We took the van to local bodywork repairer (Martin Brooks at Upton, Worcestershire). He managed to cut through the plastic gutter and found a hole underneath. Long story short - it's been filled, re-sealed and repainted and you would never know the difference.

Only real point to make (and no scare-mongering intended - this could well be isolated to our van) is that the gutter/fibreglass hitop method of attachment seemed to make the leak inevitable as far as I can tell. The drain holes were at a level which meant that there was often 1/4" of water against the van bodywork. This, coupled with the fact that there was an untreated wooden block used to attach screw fixings which just soaked up water, seemed to accelerate the rust in one area.

As I said, probably isolated to our van, but perhaps keep an eye on the drain holes in your gutter trims and make sure they don't get clogged up.

Anyway, van fixed so I'm happy now.
Thanks to all that posted on this thread.
Lev.


----------



## dodger148

There is a known remedy for the Executives Curtains, I cant remember the make/model of the replacement runners but if you are in ASOC there is a mods sheet with the details that you can get from the club.
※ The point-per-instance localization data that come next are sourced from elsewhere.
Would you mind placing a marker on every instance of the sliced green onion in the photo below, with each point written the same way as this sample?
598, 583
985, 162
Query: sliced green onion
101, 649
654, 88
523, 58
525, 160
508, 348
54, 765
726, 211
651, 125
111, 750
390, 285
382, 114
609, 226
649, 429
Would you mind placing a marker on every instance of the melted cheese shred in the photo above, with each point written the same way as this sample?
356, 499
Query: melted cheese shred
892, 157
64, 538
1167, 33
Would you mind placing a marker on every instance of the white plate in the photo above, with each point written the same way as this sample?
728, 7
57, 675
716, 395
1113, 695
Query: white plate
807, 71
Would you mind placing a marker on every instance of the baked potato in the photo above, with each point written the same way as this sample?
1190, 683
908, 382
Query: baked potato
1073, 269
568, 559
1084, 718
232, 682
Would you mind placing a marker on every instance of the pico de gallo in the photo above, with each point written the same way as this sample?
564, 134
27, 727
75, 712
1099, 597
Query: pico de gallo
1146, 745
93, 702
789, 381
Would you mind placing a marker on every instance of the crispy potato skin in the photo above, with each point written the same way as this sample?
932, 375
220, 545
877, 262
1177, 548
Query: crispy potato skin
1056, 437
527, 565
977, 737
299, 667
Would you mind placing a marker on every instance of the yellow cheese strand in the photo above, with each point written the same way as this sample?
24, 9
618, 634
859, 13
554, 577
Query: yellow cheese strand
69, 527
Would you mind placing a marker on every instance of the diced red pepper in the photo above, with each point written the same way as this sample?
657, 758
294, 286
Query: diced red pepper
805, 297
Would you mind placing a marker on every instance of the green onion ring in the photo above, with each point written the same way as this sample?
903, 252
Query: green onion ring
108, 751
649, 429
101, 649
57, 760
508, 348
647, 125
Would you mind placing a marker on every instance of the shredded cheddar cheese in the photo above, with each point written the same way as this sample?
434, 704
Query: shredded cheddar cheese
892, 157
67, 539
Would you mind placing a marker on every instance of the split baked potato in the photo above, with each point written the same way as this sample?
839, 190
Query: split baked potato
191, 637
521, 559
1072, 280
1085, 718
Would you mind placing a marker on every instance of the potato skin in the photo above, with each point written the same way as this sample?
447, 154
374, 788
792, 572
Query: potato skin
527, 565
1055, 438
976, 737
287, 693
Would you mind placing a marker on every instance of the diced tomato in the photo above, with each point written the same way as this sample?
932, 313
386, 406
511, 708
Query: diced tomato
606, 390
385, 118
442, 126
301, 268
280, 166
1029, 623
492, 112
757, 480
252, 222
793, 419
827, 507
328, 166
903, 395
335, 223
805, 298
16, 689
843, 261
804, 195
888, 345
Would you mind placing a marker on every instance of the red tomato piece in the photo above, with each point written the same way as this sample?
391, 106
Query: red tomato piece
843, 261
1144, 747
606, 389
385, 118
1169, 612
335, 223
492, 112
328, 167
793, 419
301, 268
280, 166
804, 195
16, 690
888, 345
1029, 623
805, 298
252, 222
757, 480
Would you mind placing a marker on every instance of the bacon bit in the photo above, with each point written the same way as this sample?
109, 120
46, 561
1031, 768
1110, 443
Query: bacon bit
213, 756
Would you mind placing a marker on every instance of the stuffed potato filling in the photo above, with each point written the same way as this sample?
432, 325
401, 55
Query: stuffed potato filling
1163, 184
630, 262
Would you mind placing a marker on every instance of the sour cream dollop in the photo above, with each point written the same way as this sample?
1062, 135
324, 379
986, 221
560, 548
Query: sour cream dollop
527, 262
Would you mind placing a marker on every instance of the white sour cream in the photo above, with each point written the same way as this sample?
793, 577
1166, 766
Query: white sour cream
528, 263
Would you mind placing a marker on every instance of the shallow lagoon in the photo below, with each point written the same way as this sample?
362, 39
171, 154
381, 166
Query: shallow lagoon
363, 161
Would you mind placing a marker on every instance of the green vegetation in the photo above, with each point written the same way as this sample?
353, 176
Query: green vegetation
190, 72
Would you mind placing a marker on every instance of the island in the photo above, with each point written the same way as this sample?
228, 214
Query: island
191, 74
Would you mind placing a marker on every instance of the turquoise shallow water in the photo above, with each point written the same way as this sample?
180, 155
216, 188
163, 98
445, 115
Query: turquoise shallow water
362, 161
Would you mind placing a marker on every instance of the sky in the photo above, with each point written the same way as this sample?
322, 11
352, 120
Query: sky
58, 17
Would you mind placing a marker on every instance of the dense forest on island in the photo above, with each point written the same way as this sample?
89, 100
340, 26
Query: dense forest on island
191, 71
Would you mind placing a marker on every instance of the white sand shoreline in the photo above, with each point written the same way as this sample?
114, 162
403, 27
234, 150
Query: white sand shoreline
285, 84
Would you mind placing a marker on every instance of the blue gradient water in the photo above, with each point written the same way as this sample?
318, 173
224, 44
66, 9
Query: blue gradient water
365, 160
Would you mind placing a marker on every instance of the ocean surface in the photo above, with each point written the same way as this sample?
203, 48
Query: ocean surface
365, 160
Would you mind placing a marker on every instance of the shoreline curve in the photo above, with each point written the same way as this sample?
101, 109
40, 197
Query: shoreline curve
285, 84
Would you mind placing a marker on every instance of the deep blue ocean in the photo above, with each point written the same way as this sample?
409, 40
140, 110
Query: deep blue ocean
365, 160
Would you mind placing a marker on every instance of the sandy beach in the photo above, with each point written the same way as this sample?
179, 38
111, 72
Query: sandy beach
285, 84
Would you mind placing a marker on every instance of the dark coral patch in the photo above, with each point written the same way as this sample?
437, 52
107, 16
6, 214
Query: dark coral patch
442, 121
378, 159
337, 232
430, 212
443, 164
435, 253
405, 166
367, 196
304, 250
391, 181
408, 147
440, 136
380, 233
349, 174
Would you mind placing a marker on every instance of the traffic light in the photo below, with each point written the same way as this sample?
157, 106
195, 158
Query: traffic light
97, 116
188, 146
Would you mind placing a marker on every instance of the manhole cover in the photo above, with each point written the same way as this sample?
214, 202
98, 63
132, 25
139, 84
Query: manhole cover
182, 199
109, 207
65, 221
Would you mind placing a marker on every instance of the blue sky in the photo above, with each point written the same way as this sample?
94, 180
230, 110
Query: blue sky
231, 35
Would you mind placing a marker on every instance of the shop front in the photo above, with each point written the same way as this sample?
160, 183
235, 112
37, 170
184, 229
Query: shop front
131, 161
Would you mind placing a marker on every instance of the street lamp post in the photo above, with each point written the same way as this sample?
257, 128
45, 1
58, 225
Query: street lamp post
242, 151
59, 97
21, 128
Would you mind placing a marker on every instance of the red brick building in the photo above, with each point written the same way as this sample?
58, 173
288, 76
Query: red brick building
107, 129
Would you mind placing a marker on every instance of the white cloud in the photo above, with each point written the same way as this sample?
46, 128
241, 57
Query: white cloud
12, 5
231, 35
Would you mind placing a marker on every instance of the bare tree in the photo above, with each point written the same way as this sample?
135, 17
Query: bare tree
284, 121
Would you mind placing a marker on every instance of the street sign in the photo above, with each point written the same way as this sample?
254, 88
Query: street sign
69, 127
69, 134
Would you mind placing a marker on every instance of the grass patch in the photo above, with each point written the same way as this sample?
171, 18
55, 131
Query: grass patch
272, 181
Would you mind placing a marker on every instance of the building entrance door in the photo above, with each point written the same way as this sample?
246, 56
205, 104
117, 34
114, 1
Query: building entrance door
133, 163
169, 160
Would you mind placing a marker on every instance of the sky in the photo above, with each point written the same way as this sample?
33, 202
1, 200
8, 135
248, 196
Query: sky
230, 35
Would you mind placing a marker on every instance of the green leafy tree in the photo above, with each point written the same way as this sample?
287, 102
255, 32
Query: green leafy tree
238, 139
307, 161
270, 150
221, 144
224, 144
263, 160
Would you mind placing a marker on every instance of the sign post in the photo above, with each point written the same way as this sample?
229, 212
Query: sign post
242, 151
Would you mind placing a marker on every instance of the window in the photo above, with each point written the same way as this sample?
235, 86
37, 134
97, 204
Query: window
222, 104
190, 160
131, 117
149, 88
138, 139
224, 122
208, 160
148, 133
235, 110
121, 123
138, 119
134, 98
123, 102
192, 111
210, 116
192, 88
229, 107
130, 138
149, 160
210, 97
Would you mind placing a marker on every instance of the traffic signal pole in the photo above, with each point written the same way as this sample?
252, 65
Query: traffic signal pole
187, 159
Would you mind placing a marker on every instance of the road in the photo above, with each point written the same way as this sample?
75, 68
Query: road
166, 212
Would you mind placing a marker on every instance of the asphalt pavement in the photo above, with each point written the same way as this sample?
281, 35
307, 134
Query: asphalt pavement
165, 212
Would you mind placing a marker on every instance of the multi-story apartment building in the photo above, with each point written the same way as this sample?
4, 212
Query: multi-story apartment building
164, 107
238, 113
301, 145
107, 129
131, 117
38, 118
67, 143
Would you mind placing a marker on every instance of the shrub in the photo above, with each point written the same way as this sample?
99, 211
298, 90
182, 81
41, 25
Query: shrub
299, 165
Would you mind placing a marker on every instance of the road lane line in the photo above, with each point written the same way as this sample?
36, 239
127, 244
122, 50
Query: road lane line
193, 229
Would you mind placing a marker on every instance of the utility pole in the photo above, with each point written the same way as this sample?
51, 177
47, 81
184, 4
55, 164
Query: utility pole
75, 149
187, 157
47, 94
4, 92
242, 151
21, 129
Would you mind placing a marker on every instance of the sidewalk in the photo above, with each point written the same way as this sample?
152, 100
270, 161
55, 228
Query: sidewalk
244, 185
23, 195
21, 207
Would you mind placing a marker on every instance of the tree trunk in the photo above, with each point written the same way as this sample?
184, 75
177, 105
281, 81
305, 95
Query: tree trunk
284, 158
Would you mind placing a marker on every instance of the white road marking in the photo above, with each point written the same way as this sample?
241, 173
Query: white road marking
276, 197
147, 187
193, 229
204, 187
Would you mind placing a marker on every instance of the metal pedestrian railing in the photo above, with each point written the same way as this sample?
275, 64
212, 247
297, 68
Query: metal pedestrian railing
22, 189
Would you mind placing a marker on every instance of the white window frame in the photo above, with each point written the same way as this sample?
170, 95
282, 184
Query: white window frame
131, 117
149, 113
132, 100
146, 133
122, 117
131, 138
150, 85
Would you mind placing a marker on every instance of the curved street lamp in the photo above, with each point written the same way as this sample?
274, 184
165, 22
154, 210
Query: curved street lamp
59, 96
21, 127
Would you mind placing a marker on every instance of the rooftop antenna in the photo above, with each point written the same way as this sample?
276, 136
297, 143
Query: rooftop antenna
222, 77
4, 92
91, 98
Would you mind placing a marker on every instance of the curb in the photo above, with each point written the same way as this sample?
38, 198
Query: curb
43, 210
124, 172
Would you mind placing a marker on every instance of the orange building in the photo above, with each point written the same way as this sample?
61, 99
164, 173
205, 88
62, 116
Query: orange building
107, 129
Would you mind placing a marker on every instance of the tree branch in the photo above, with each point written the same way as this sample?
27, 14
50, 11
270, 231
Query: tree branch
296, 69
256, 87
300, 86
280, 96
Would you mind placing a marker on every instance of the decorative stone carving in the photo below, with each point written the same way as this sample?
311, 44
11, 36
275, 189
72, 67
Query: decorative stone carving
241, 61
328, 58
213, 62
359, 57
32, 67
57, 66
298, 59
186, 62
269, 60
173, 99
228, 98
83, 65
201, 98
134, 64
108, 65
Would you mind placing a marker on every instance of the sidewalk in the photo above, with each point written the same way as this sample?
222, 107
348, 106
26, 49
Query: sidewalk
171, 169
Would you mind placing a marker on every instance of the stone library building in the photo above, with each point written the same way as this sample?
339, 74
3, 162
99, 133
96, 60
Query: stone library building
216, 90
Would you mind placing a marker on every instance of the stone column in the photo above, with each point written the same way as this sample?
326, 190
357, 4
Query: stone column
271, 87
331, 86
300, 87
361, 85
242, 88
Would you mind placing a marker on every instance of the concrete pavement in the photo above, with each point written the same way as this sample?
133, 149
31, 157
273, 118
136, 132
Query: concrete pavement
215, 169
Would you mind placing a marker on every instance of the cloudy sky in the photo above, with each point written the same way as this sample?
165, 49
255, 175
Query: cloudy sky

When our exec side window leaked AS said the quickest way to get the side curtains out was from the outside ! dont know myself got them to do it !!!


----------



## Stuart101156

Mine exactly the same I’ve had windscreen removed and noticed the frame where the rubber fits is rusted up and has a few small holes so it’s being welded and having it refitted with new rubber seal I’m lucky as mate has body shop and brother in law replaces windscreens


----------



## sb11494

Hi Lev, I have just bought a 2000 Peugeot Autosleeper Symbol and it looks like there is a damp issue on the passenger side above the door, again where the black trim is that was not disclosed by the dealer. I was wondering how much it cost to repair as that may determine whether I keep the van or return it. The problem may have been made worse by an awning that's been fitted as I can feel the insulation between the panels is damp.


----------



## jiwawa

Welcome to the forum sb.

Being able to feel damp in the insulation is not good. I'd chase that up very soon with the dealer - you have the option to return?


----------



## Tim999

*Leaking windscreen on autosleeper Symphony*

Yup - mine is leaking - quite badly at times - started last year. I have been told that Autosleeper don't treat the metal when they cut the tops off to fit fibreglass roof. Common fault apparently. I have been told that windscreen needs to come out, rust repaired and then windscreen back in and sealed - have been quoted about £2000 on average to get it fixed. Unfortunately, I don't have that kind of money! I would be grateful if others have fixed the problem.


----------



## Dogslow

Sikaflex 522 is used in the marine industry.I also think it is used in the automotive industry to bond windscreens to cars.It also used to bond every window I have fitted to my campervan and I used it to seal around the Maxfan which I installed in the roof of my camper.Once applied water cannot get thru.
Once you can trace where the leak is that stuff will seal it for sure.Hope you get it sorted


----------



## jiwawa

Would Captain Tolleys creeping Crack cure work in this case? I have it but I've not used it. 
https://www.google.com/search?q=cap...d-xiaomi-rvo3&sourceid=chrome-mobile&ie=UTF-8


----------